Every year, at the behest of benefits agencies, a large group of people start on a reintegration path.
However, Karin Faber has discovered that the current reintegration plans do not work optimally.
She concludes that the reintegration plan is an order where the rights and obligations of those entitled to benefit and of benefit agencies are seldom set out.
A contract would provide both parties with more clarity and could prevent uncertainty, confusion and law suits.
Faber will be awarded a PhD by the University of Groningen on 24 September.
Faber’s PhD research has revealed that benefits agencies and those entitled to benefit in practice do not know exactly what they can expect of each other.
‘That creates an uncertain situation for the person entitled to benefit, who can have a sanction imposed on him or her,’ says Faber.
‘Because benefits agencies have the plan signed for approval, the person entitled to benefit is under the impression that he can help decide about the reintegration path to be followed, whereas in reality that is rarely the case.
That is rather misleading, and leads to confusion and law suits.
The legislator actually means that the plan is signed as having been seen, not for approval.’
The effect of reintegration plans is also hindered by the framework agreements that benefits agencies and reintegration companies make with each other.
This often prevents an individual being offered a tailor-made path.
‘Clients are less negative about the use of standard packages than the implementing bodies and reintegration companies,’ says Faber.
‘The majority think that the path dovetails with their personal situation, whereas the organizations think that the goal is often set too high.’
Despite the plan being signed, the implementation organs do not feel obliged to satisfy their obligations.
Faber’s thesis recommends that in future, the rights and obligations should be set out in a contract rather than in an order.
‘That would oblige the parties to make the rights and obligations explicit.
In addition, the person entitled to benefit could then demand that the benefits agency fulfils its side of the agreement.’
Consensus among the parties is needed for a contract, explains Faber.
‘And the research has revealed that people are more motivated if they play a part in decisions about the reintegration path and if their qualities are taken into account.
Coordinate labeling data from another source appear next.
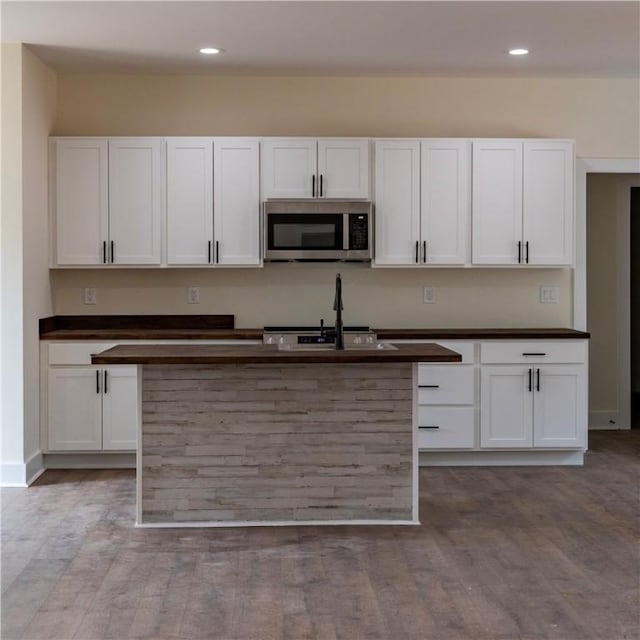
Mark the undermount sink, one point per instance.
(377, 346)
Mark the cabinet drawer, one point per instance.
(445, 385)
(526, 352)
(445, 428)
(76, 353)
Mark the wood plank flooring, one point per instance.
(502, 553)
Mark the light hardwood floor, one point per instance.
(502, 553)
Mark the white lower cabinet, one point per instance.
(445, 405)
(504, 395)
(445, 427)
(92, 409)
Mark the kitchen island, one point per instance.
(253, 435)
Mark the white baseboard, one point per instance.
(90, 460)
(605, 420)
(22, 474)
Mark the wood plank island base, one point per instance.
(276, 441)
How involved the client is has a great effect on finding work.
Motivation is a major determining factor in the success or failure of a reintegration path.’
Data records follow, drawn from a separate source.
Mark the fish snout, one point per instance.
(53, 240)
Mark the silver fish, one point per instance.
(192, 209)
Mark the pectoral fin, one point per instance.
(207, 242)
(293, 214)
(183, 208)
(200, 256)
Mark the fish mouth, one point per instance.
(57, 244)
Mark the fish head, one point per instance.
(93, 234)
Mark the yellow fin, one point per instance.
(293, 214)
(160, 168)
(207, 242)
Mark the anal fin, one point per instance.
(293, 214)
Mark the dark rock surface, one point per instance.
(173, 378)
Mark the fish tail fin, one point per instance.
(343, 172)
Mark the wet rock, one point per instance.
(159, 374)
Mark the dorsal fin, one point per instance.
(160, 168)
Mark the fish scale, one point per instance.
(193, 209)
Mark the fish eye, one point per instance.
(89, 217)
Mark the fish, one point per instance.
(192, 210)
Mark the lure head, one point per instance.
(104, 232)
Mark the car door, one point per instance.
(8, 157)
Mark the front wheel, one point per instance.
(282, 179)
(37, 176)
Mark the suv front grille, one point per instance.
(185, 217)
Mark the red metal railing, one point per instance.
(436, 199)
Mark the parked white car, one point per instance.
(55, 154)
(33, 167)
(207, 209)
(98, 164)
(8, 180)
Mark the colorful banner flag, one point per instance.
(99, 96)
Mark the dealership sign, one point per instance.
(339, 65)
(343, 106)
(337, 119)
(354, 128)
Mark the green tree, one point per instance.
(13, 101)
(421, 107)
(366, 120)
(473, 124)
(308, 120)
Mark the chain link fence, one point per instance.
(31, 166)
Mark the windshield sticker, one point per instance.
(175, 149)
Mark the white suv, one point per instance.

Faber states that agreeing and recording the rights and obligations in a contract not only improves the legal position of the person entitled to benefit.
‘Drawing up a contract is interesting for benefits agencies because it means that more people will succeed in finding work.
Municipalities have a financial interest in that as they are judged by the number of successful reintegration paths.’
Karin Faber (Sneek, 1978) studied Law at the University of Groningen.
Her PhD research, funded by the Netherlands Organisation for Scientific Research, was conducted at the department of Administrative Law and Public Administration of the Faculty of Law of the University of Groningen.
Her supervisor was Prof. M. Herweijer.
The title of her thesis is
‘Re-integratie volgens plan’ [Reintegration according to plan].
Faber is currently an administrative lawyer with Dommerholt Advocaten.